2020 has been a challenging year for the health sector, with the COVID-19 pandemic putting great pressure on services and driving the adoption of technology among NHS and social care organisations at a pace never before seen.
And this is likely to continue to be the case into 2021, with services facing a second, and possibly third, wave of Coronavirus cases at the same time as struggling with the backlog of patients that has built up over the past nine months.
There are now estimated to be more than 140,000 patients waiting over a year for treatment, while the number of patients admitted for routine procedures in hospitals was down 27% in September. And there were half a million cancelled surgeries from the 12-week elective surgery hiatus.
Recently the British Medical Association and the Health Foundation estimated that a further £10billion would be needed to cope with the increase in demand 2021 will bring.
But the Chancellor of the Exchequer’s £3billion injection announced in the 2020 Spending Review last month, fell somewhat short.

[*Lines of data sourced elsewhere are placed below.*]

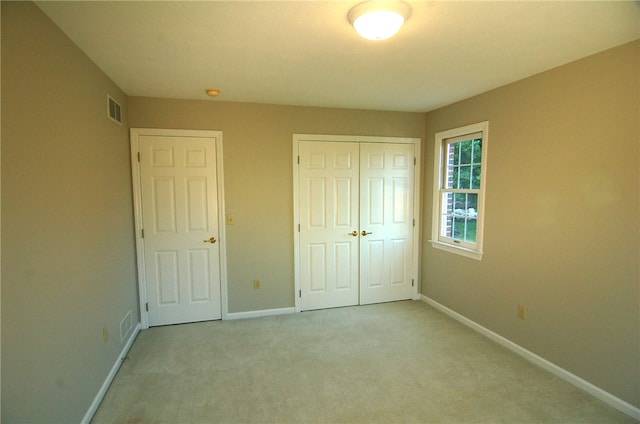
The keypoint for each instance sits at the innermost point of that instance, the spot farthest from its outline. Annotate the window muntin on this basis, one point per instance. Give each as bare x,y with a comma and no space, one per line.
458,189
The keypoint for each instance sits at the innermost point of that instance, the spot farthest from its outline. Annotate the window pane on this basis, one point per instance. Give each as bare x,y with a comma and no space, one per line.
455,153
455,177
465,151
471,205
475,176
464,180
470,235
477,150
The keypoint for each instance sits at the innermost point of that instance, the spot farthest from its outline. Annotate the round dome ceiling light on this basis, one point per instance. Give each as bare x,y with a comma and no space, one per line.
213,92
379,19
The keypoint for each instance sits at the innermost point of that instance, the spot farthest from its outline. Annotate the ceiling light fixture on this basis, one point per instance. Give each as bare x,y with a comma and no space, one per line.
213,92
379,19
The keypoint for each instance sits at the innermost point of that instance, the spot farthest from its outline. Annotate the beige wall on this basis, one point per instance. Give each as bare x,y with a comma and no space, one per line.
562,212
258,178
68,260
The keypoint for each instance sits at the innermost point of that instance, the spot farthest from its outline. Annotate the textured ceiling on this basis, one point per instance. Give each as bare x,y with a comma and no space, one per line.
306,53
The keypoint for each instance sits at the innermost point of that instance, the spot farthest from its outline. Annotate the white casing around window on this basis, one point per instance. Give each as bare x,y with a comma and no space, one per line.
443,243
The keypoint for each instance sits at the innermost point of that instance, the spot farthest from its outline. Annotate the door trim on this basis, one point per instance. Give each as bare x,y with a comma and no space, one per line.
297,138
137,208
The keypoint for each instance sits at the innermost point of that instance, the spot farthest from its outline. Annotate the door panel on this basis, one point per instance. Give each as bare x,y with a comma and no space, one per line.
386,176
328,195
180,214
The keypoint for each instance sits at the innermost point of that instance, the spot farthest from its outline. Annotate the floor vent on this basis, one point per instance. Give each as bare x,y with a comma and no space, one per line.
114,110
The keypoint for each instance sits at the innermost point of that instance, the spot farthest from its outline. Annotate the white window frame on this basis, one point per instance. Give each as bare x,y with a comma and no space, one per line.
469,250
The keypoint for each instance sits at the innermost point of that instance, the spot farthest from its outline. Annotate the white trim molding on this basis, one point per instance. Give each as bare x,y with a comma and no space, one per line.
260,314
580,383
112,374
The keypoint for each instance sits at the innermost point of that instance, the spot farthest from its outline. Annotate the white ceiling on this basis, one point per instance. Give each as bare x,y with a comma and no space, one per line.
306,53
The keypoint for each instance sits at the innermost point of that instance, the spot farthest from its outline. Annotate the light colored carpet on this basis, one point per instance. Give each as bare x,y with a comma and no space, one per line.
401,362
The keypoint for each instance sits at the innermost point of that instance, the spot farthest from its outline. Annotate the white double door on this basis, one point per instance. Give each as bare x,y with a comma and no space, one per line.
179,211
356,234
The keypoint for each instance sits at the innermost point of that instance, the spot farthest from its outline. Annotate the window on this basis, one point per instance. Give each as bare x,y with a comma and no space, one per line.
458,195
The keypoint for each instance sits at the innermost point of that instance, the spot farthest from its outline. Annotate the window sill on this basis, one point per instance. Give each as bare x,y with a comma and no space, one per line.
457,250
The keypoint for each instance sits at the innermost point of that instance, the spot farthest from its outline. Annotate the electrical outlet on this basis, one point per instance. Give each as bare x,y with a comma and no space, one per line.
522,311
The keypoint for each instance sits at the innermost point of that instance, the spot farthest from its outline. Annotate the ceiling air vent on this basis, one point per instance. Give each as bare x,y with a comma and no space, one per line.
114,110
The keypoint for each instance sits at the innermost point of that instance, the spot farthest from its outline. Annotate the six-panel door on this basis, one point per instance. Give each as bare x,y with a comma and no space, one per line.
328,181
180,219
386,222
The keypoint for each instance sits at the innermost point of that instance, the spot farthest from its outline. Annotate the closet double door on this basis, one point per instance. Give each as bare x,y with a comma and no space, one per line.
356,206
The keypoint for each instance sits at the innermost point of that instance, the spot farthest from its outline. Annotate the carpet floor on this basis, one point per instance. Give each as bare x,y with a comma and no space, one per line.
401,362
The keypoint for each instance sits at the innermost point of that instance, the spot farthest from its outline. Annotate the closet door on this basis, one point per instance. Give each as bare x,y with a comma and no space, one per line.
356,203
386,222
328,195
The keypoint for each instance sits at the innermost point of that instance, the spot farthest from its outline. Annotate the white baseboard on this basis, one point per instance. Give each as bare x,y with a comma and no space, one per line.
107,382
258,314
582,384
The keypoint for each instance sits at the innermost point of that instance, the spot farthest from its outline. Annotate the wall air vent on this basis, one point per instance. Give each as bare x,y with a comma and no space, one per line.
114,110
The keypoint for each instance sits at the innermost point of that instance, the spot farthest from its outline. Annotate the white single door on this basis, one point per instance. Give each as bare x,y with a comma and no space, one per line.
328,196
180,220
386,222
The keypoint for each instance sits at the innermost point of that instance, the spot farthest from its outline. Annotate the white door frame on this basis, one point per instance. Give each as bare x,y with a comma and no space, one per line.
137,206
297,138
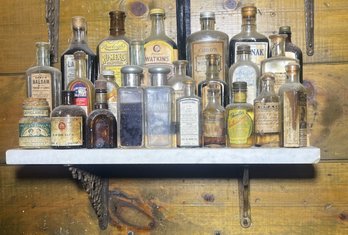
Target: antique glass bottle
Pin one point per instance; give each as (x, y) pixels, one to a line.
(83, 88)
(291, 50)
(113, 52)
(240, 118)
(130, 121)
(212, 77)
(68, 124)
(244, 71)
(293, 109)
(159, 48)
(214, 128)
(78, 43)
(189, 117)
(207, 41)
(258, 43)
(44, 81)
(159, 110)
(101, 129)
(276, 64)
(266, 110)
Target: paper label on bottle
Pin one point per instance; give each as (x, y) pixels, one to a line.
(259, 51)
(67, 131)
(35, 134)
(239, 126)
(41, 86)
(113, 55)
(188, 132)
(266, 117)
(69, 69)
(199, 66)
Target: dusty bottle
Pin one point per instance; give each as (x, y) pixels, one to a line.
(44, 81)
(101, 129)
(266, 109)
(78, 43)
(68, 124)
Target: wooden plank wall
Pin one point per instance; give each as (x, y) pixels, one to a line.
(284, 200)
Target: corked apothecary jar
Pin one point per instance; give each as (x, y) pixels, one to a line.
(35, 125)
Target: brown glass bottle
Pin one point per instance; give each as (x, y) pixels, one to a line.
(101, 123)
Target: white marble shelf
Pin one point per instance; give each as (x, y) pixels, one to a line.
(308, 155)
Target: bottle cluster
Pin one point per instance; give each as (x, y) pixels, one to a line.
(137, 94)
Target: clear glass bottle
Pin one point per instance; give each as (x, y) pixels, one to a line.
(258, 42)
(189, 117)
(293, 109)
(101, 129)
(159, 48)
(159, 110)
(244, 70)
(240, 118)
(83, 88)
(68, 124)
(130, 121)
(204, 42)
(78, 43)
(212, 77)
(44, 81)
(113, 52)
(266, 110)
(214, 128)
(291, 50)
(111, 88)
(276, 64)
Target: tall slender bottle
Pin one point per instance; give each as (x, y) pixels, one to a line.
(293, 109)
(244, 70)
(159, 48)
(240, 118)
(212, 77)
(83, 88)
(207, 41)
(101, 130)
(78, 43)
(159, 110)
(44, 81)
(130, 121)
(291, 50)
(189, 117)
(276, 64)
(266, 109)
(258, 42)
(113, 52)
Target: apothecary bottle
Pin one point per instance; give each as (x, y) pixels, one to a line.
(159, 48)
(113, 52)
(291, 50)
(130, 121)
(68, 124)
(83, 88)
(207, 41)
(240, 118)
(78, 43)
(266, 110)
(35, 125)
(159, 110)
(212, 77)
(276, 64)
(101, 129)
(44, 81)
(214, 128)
(189, 117)
(258, 43)
(244, 70)
(293, 109)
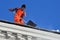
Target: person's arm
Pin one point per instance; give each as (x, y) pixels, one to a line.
(12, 9)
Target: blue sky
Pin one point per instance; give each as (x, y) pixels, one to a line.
(45, 13)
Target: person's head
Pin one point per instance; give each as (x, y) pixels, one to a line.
(23, 6)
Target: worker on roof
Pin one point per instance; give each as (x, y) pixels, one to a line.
(19, 14)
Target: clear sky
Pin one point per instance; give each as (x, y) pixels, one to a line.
(45, 13)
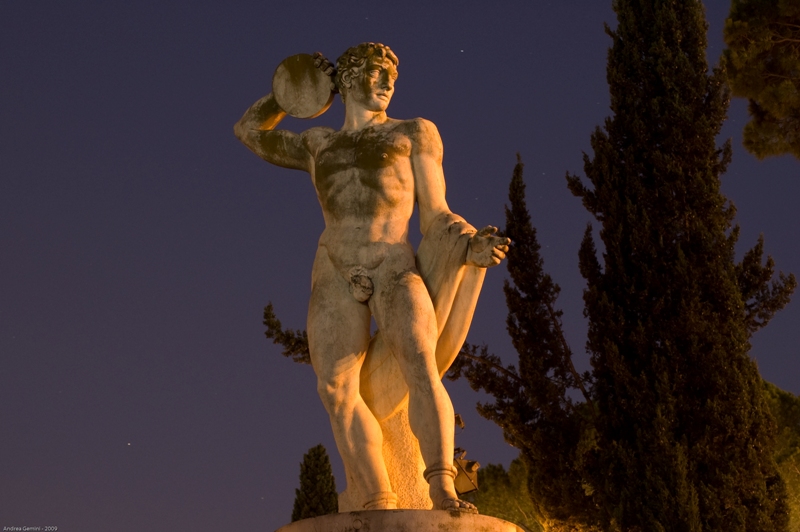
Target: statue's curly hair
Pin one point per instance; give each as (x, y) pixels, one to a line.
(355, 57)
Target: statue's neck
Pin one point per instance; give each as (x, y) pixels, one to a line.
(356, 117)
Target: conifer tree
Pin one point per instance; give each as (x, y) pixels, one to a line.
(504, 494)
(684, 439)
(532, 402)
(317, 492)
(763, 65)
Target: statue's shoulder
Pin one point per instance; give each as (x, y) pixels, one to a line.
(424, 135)
(419, 126)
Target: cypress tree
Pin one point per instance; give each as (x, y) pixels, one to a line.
(317, 492)
(532, 402)
(763, 65)
(684, 439)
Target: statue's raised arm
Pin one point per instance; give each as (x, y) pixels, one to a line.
(302, 87)
(368, 175)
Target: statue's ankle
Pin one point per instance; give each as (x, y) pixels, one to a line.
(441, 469)
(382, 500)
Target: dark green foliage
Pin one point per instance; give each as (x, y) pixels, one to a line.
(684, 438)
(317, 492)
(504, 494)
(531, 403)
(763, 65)
(295, 343)
(785, 407)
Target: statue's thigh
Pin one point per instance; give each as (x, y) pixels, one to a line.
(338, 326)
(405, 316)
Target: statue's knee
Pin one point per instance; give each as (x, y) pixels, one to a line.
(334, 397)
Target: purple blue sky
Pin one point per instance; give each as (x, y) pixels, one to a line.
(139, 241)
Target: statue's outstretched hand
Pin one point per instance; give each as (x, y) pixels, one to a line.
(322, 63)
(486, 249)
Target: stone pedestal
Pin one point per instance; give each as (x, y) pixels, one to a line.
(402, 521)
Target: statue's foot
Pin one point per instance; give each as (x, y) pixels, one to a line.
(452, 503)
(446, 499)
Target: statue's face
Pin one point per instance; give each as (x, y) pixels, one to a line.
(373, 86)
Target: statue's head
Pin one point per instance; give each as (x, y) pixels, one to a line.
(367, 73)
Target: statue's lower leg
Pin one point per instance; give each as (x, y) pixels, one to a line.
(441, 477)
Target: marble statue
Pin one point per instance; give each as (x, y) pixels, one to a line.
(368, 176)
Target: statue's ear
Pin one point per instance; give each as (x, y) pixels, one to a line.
(347, 77)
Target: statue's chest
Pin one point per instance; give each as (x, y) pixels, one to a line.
(368, 151)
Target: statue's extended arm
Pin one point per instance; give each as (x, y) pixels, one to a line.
(485, 248)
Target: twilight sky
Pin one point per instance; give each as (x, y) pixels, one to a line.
(139, 241)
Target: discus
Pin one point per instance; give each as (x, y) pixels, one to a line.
(300, 88)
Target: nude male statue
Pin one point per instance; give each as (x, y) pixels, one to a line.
(367, 176)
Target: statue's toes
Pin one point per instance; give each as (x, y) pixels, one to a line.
(458, 505)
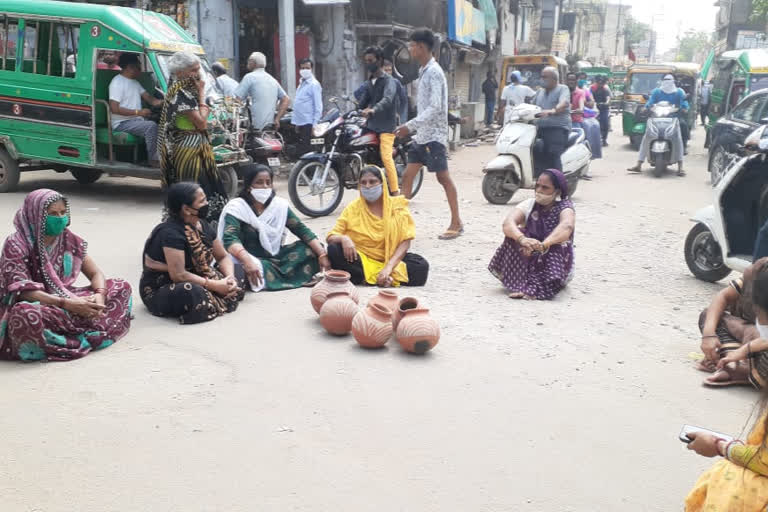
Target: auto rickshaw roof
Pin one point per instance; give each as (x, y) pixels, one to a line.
(752, 61)
(149, 29)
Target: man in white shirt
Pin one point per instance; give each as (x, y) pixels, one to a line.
(514, 94)
(125, 96)
(227, 84)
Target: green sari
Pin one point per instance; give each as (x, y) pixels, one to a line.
(292, 267)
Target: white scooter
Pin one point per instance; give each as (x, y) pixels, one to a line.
(723, 238)
(514, 167)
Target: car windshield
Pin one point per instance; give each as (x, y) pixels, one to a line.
(211, 87)
(644, 83)
(758, 83)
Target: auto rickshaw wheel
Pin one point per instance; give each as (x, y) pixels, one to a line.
(229, 180)
(9, 172)
(86, 176)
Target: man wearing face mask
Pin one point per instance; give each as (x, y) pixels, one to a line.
(670, 93)
(378, 102)
(308, 105)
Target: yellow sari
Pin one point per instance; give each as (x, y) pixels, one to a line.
(376, 238)
(729, 487)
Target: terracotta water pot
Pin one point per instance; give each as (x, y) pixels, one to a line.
(386, 298)
(372, 326)
(403, 305)
(334, 281)
(337, 313)
(417, 332)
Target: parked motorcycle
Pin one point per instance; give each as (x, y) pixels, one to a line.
(723, 238)
(317, 181)
(514, 167)
(663, 129)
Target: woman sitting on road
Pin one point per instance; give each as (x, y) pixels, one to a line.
(372, 237)
(185, 149)
(536, 259)
(738, 482)
(42, 314)
(179, 279)
(728, 325)
(252, 228)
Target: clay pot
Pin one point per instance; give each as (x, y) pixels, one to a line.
(337, 313)
(417, 332)
(372, 326)
(386, 298)
(402, 306)
(334, 281)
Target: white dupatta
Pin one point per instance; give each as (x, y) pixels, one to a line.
(270, 225)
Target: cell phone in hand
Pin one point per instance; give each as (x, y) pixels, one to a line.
(687, 429)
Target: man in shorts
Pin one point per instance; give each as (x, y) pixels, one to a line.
(430, 127)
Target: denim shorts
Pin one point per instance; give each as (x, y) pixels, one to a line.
(431, 154)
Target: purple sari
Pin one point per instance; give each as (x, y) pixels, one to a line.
(541, 276)
(32, 331)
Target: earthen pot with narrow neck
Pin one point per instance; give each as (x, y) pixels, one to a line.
(417, 332)
(334, 281)
(372, 326)
(403, 305)
(337, 313)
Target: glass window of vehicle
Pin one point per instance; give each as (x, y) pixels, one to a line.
(758, 83)
(211, 87)
(749, 109)
(644, 83)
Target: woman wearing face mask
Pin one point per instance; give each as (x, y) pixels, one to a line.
(535, 261)
(180, 279)
(183, 142)
(738, 481)
(729, 326)
(372, 237)
(42, 314)
(253, 228)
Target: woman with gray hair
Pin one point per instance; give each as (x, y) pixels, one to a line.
(184, 145)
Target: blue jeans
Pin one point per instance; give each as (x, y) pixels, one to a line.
(489, 106)
(761, 243)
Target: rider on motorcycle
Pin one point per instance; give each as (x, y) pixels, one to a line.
(672, 94)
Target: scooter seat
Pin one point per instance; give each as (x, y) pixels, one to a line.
(576, 136)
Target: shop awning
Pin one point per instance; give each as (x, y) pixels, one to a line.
(325, 2)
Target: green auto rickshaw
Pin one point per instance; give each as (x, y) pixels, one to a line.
(54, 98)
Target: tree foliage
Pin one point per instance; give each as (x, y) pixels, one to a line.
(692, 44)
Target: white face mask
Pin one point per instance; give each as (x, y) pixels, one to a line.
(261, 195)
(762, 329)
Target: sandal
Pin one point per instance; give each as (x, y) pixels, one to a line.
(451, 234)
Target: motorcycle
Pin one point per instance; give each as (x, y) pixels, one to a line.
(662, 129)
(514, 167)
(723, 238)
(347, 147)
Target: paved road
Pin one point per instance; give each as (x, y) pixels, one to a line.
(569, 405)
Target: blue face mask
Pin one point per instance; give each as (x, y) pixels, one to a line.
(372, 194)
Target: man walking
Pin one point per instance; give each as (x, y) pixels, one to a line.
(125, 97)
(308, 105)
(490, 86)
(706, 95)
(430, 127)
(555, 119)
(602, 96)
(227, 84)
(378, 101)
(264, 92)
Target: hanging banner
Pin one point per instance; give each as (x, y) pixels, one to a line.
(465, 23)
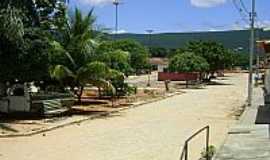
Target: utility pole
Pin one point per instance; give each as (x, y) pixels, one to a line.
(116, 3)
(251, 54)
(149, 31)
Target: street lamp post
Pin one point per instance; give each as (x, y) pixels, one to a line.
(116, 3)
(149, 31)
(251, 54)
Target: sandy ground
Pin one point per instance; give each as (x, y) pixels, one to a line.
(154, 131)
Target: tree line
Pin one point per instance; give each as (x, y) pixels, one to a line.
(42, 42)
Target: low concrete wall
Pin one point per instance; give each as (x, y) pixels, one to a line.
(163, 76)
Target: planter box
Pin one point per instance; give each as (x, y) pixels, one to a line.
(163, 76)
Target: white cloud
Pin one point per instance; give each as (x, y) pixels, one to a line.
(121, 31)
(207, 3)
(96, 2)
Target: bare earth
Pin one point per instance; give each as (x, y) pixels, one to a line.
(154, 131)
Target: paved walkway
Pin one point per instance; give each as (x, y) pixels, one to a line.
(247, 141)
(154, 131)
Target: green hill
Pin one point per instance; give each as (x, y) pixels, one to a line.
(230, 39)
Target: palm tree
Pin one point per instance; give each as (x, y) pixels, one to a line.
(78, 47)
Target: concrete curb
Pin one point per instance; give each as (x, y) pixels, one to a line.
(32, 133)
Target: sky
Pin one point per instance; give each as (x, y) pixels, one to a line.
(137, 16)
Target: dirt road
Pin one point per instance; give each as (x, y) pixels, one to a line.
(151, 132)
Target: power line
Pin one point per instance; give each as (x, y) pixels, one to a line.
(244, 6)
(244, 16)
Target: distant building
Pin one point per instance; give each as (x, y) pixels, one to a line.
(159, 63)
(265, 46)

Telehealth skyrocketed in response to the realities of COVID-19 and we will continue to see utilisation expand into 2021 because it enables increased and more-flexible access to healthcare services
Justin Hall, vice president and general manager for EMEA at iRhythm Technologies, explains: “Earlier this year, as NHS trusts struggled to deal with the first wave of COVID-19 cases, the majority of non-essential appointments were, understandably, put on hold.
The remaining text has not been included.